Our final stop was the Orkney Distillery, home to the famous Kirkjuvagr Orkney Gin produced under the expert eye of head distiller, Louis Wright. A micro distillery producing gin, yes gin, in a land renowned for another spirit, may come as a surprise to some but gin is becoming very popular.
As we sail from Kirkwall the pipes and drums of the Kirkwall City Pipe Band play us away. A fitting way to say goodbye as we head to our next port of call, Portree on the Isle of Skye.
Many will know the ‘Skye Boat Song’ telling of the story of Bonnie Prince Charlie’s escape to the Isle of Skye, the largest island of the Inner Hebrides. Today, the ship anchors in the bay and we tender ashore before travelling across the island. Passing low rolling hills, loch views, cattle, sheep and uncluttered roads we head to Dunvegan Castle, home to the MacLeod’s, a clan that can trace its heritage back to the early 13th century and boasting not one, but two tartans: one yellow one green. The current head of the clan, Hugh Magnus MacLeod took over in 2007 and still maintains an apartment on the top floor. A tour of the castle is like stepping back in time as you gaze upon the beautiful furniture, paintings, and cases of antique swords. Standing on a rocky headland over the sea inlet to Loch Dunvegan and surrounded by gardens boasting all the colours of spring, this is definitely a place to visit. Travelling back to the ship, we spy seals basking in the sunshine along the shoreline and rocks of Loch Snizort.

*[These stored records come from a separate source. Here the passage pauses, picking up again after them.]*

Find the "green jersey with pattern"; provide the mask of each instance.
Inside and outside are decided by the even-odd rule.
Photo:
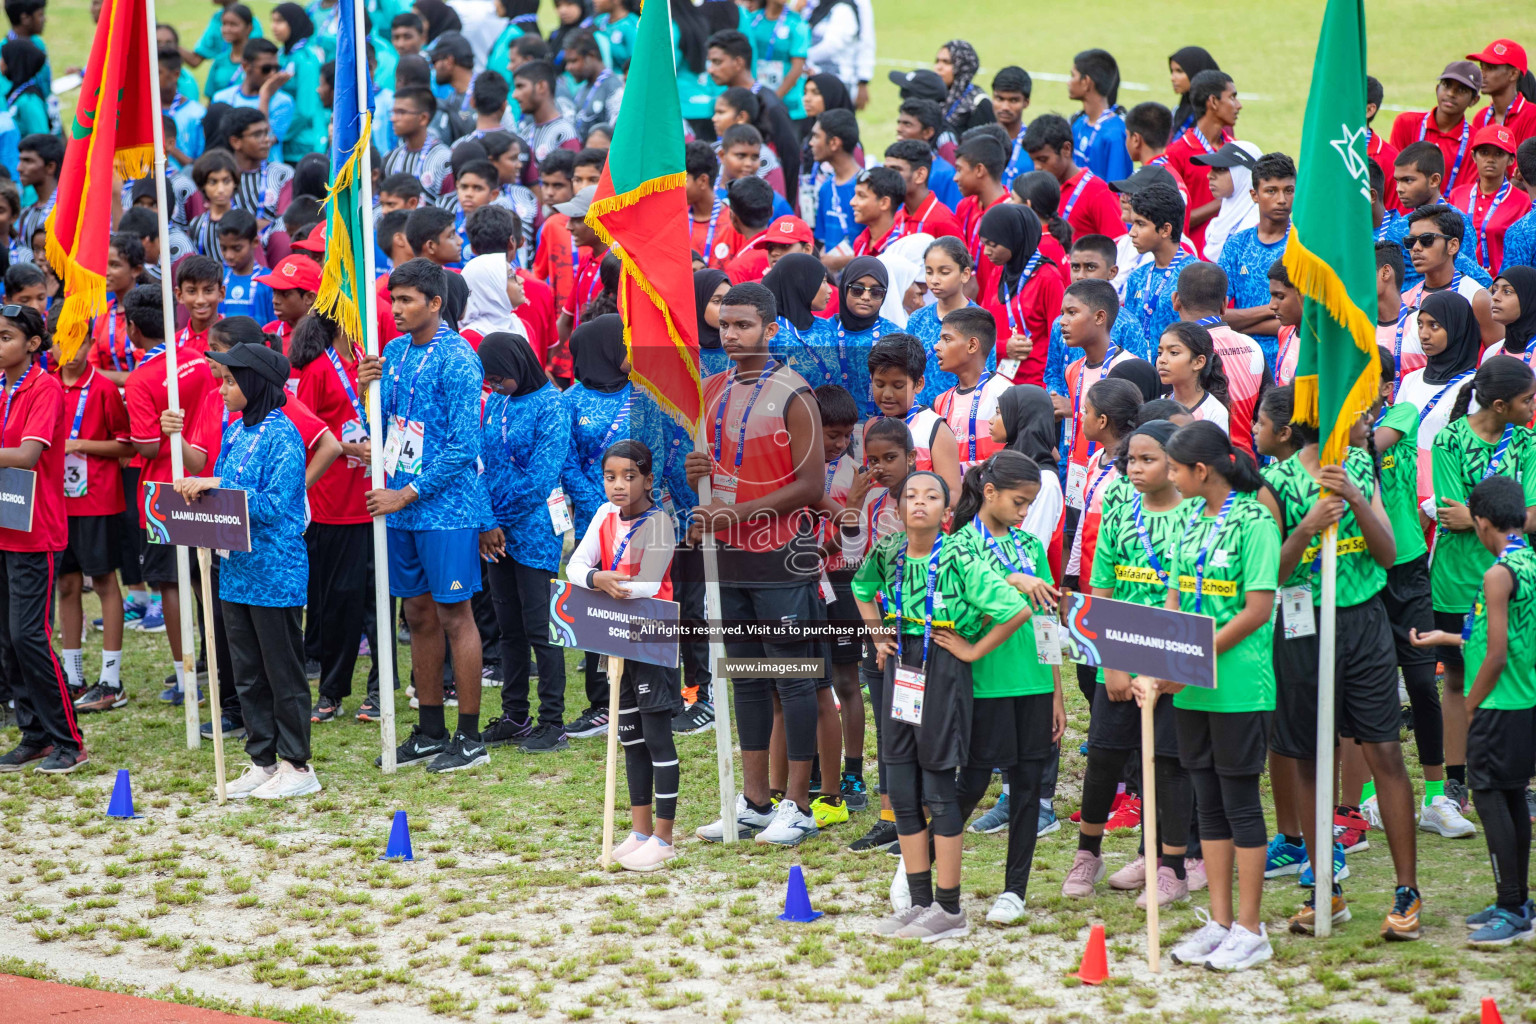
[[[1273,592],[1280,575],[1280,527],[1259,499],[1239,494],[1226,522],[1216,533],[1216,516],[1205,515],[1205,502],[1192,500],[1196,510],[1180,531],[1173,546],[1171,572],[1178,580],[1179,609],[1209,615],[1216,628],[1231,622],[1254,591]],[[1195,607],[1196,571],[1200,552],[1206,551],[1201,606]],[[1186,686],[1173,698],[1173,706],[1191,711],[1273,711],[1275,665],[1272,653],[1274,624],[1266,619],[1225,654],[1216,656],[1216,688]]]
[[[1005,536],[993,538],[997,543],[993,547],[976,530],[976,525],[972,523],[960,527],[955,533],[975,534],[988,566],[997,575],[1007,579],[1010,573],[1019,572],[1027,566],[1029,572],[1045,582],[1056,582],[1051,577],[1051,563],[1046,557],[1045,545],[1034,534],[1014,528]],[[906,594],[902,594],[902,601],[905,603]],[[1050,665],[1040,664],[1035,631],[1027,623],[1014,630],[1013,635],[999,644],[997,650],[971,663],[971,681],[977,697],[1027,697],[1056,690],[1056,676]]]
[[[1165,512],[1141,509],[1141,495],[1132,487],[1124,502],[1104,513],[1089,582],[1095,588],[1113,590],[1116,601],[1163,607],[1168,599],[1173,546],[1195,507],[1191,501],[1181,501]],[[1141,523],[1147,532],[1147,544],[1152,546],[1152,556],[1148,556],[1146,544],[1141,542],[1136,529],[1137,509],[1141,509]]]
[[[1479,706],[1495,711],[1520,711],[1536,707],[1536,550],[1529,546],[1520,548],[1499,559],[1498,564],[1514,577],[1514,589],[1509,595],[1509,650],[1499,681]],[[1468,689],[1488,655],[1488,608],[1482,587],[1478,588],[1472,615],[1472,635],[1467,638],[1463,652]]]
[[[1350,448],[1344,456],[1344,472],[1350,482],[1360,489],[1367,501],[1376,493],[1376,473],[1371,457],[1363,449]],[[1280,499],[1280,514],[1285,517],[1285,531],[1289,534],[1317,504],[1322,493],[1317,480],[1301,463],[1301,456],[1292,455],[1284,462],[1264,467],[1264,479],[1275,489]],[[1387,583],[1387,570],[1371,557],[1366,547],[1365,535],[1360,531],[1359,520],[1353,509],[1344,510],[1339,520],[1339,572],[1338,602],[1340,608],[1364,604],[1381,592]],[[1323,538],[1314,534],[1307,541],[1301,561],[1296,563],[1290,577],[1282,587],[1311,587],[1312,604],[1323,603],[1323,582],[1318,566],[1322,558]]]
[[[1485,441],[1472,429],[1468,417],[1447,424],[1435,435],[1430,455],[1434,470],[1435,500],[1465,505],[1472,488],[1482,482],[1498,450],[1498,441]],[[1528,427],[1515,427],[1509,447],[1495,470],[1525,488],[1525,504],[1536,505],[1536,434]],[[1493,564],[1493,555],[1477,539],[1476,530],[1435,528],[1435,553],[1429,563],[1429,583],[1435,611],[1466,614],[1472,598],[1482,586],[1483,573]]]
[[[974,530],[941,538],[939,572],[933,597],[933,624],[946,626],[967,640],[989,628],[988,619],[1002,622],[1024,608],[1024,595],[991,568],[991,556],[981,550]],[[853,596],[874,601],[881,594],[881,612],[895,615],[896,556],[907,541],[905,533],[881,538],[853,576]],[[928,585],[928,556],[908,555],[901,582],[901,631],[923,634],[924,592]]]
[[[1402,565],[1429,550],[1424,543],[1424,528],[1419,525],[1419,407],[1412,402],[1398,402],[1387,407],[1376,429],[1396,430],[1403,436],[1381,456],[1381,503],[1392,523],[1397,540],[1397,561]]]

The following day is Tobermory, a small town on the Isle of Mull featuring brightly coloured houses, cafes, restaurants and shops. Its busy small harbour makes it a very popular location for visitors to Western Scotland and is used as the location for the children’s television programme ‘Balamory’. Leaving the picturesque town behind, we travel south east across the island to Duart Castle, ancestral home to the Clan Maclean since the 14th century. However due to clan wars, the castle changed hands several times and became almost a ruin before being purchased in 1910 by Sir Fitzroy MacLean, 26th clan chief. Situated on a peninsula overlooking the Sound of Mull and the entrances to Lochs Linnie and Etive, it affords a breathtaking vista. In the grounds are a tea shop selling wonderful homemade scones and fruit cake, and a small but well stocked gift shop. Driving back to the ship, a bright sun shines from a cloudless blue sky, the fields have become alive with sheep and lambs, their white coats a contrast to the rich yellow of the Gorse hedgerows and green grass. Highland cattle with their long horns and woolly coats ignore us as we pass. Arriving back in town, there’s time to visit the Tobermory Distillery, one of the oldest in Scotland, before tendering back to the ship. The next day is Dublin where I reluctantly leave the ship before it cruises on to the Isles of Scilly, Guernsey and Honfleur and returns to Tilbury.
If you are looking for a cruise that unveils beautiful locations, history and breathtaking scenery near to home aboard a ship that for me never disappoints, then this is a cruise for you.